There are limited studies on P-wave analysis of FAT. In a very first study, Tang et al 14 investigated P-wave PWM in 31 patients with FAT, where leads V1 and aVL were most beneficial leads in distinguishing right from left AT. In another study, Kistler et al 13 performed a detailed analysis of PWM on 126 patients with FAT, and they found that the most useful lead for right vs. left AT differentiation was V1. In both studies, the main disadvantage of V1 was related to the fact that positive P-wave could not distinguish between tachycardia originating from high CT from that from RSPV. Both studies reported an interesting observation. RSPV ATs showed a change in PWM from positive-negative in SR to positive in tachycardia, however, CT AT showed an identical morphology in SR and tachycardia. We observed similar change in PWM from biphasic (positive-negative) in SR to positive in tachycardia in 5 patients out of 8 with RSPV AT, but not in any with CT AT.

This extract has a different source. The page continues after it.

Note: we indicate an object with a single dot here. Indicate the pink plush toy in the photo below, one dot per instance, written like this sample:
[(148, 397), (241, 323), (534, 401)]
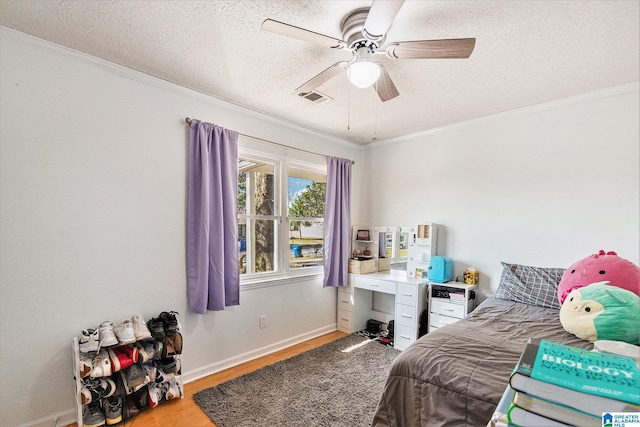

The spatial limitation of PWM analysis are highlighted in localizing septal AT. The prior studies reported significant overlap in PWM of right- and left-sided septal AT. We confirmed this observation in our series.
Electrophysiological characteristics of FAT: Mean endocardial activation time at successful ablation site was significantly longer in left-sided ATs (45±7 vs. 41±7 ms, p=0.006). This finding can be explained by the fact that activation timing was measured from the onset of the P-wave in lead V1 of the surface ECG (arbitrarily assigned a time of 0 ms) to the distal bipoles of ablation catheters. Lead V1 is closer to right-sided tachycardia foci than left-sided tachycardia origins. Spontaneous initiation or induction of isoproterenol and then refractoriness to overdrive pacing are all in favour of abnormal automaticity as the major mechanism for left-sided ATs. However, induction and termination by programmed stimulation are supportive of micro-re-entry or triggered activity as the main mechanisms for the RA-AT. These differences in mechanisms of tachycardia are mainly related to the dominant site of origin of tachycardias.
Study limitations: The results of the present study should be interpreted in the light of certain limitations: first of all our results cannot be extrapolated to the macrorentrant atrial tachycardias in the setting of operated or unoperated congenital heart disease, extensive linear atrial ablation (such as AF ablation), and extensive atrial scaring. Secondly we had no cases of AT originating from Superior Vena Cava (SVC), Inferior Vena Cava (IVC), aortic cusps, and ligament of Marshall.
Conclusion
This study shows significant gender differences between right and left ATs. Leads V1 and I were the most useful leads to localize the origin of FAT. Proposed P-wave algorithm could determine the likely origin of tachycardia in 95% of the patients.